Aardingsoplossingen voor windturbines
De fundering van een windturbine heeft als overgangspunt tussen toren en bodem meerdere taken: het zorgt ervoor dat de windturbine niet omvalt of wegzinkt en het leidt alle lasten, die uit de rotor en de eigen beweging van de installatie ontstaan, af in de bodem. De meeste funderingen voor windturbines op het land, dus onshore, zijn zogenaamde ondiepe funderingen. Deze bestaan uit meestal ronde platen van beton en staal, die in de bodem worden ingebracht en de krachten gelijkmatig naar de ondergrond afleiden.

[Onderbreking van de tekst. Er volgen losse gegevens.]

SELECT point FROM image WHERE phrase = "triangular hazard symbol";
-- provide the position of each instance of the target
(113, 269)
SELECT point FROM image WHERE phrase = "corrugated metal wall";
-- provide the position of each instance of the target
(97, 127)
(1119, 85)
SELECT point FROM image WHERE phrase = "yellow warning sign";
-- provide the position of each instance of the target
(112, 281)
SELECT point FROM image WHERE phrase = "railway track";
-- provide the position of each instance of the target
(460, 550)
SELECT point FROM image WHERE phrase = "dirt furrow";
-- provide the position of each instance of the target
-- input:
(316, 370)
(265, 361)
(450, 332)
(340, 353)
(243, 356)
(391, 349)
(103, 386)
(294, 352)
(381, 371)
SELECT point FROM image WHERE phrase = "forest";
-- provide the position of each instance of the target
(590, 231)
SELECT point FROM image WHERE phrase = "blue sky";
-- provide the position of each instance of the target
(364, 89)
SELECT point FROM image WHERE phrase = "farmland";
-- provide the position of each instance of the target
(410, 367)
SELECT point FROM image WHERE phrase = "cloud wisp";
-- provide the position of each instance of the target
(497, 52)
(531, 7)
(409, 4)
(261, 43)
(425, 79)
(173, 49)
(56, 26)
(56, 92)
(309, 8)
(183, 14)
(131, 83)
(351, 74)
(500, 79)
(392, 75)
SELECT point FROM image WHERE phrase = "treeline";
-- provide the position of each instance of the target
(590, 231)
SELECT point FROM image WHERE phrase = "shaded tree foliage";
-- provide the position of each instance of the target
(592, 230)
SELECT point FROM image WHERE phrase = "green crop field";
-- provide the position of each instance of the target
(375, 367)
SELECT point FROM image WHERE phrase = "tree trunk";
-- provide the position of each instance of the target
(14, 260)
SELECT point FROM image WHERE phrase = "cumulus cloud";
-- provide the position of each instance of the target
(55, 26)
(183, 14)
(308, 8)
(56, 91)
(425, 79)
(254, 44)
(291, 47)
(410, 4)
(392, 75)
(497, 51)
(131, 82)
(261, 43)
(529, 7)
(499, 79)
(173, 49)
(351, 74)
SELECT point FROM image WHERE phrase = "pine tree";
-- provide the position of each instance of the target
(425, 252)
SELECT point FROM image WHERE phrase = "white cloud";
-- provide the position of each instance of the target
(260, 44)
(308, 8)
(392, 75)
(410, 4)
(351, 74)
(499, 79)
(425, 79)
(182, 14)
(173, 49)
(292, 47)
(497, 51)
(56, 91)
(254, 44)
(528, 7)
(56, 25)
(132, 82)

Diepfunderingen of paalfunderingen worden bij ondergronden met slechte draagkracht gebruikt. Om voor voldoende standvastigheid te zorgen, worde de funderingsplaat daarbij van palen voorzien. De lasten worden zo naar draagkrachtige grondlagen afgeleid. De bouwvorm van de fundering wordt door de grootte van de windturbine en door de bodemgesteldheid bepaald. Deze kan bijvoorbeeld achthoekig, cirkelvormig of kruisvormig zijn.
Ook OBO is met het omvanrijke assortiment voor windturbines actief bij de fundering: OBO-aardingssystemen leiden bliksemstromen in de grond af en zijn tegelijkertijd de verbinding met beveiligingsapparaten, zoals bijvoorbeeld overspanningsbeveiligingen.

Intelligente aardingsoplossingen voor de fundering van windturbines
- Ringaarding, die rondom de voet van de toren kan worden geïnstalleerd, om stap- en aanrakingsspanningen te voorkomen.
- Platte en ronde geleiders
- Verschillende klemmen en snelverbinders
- Oplossingen voor een betrouwbare verbinding van de aardingsinstallatie met de potentiaalvereffening intern in de installatie. Deze kan bij betonnen torens via vooraf geïnstalleerde vaste aardingspunten worden gerealiseerd. Stalen toren daarentegen worden direct via platte en ronde geleiders aangesloten. Hierbij moet erop worden gelet, dat zowel een loskoppeling als ook een latere meting van de aardweerstand mogelijk blijft.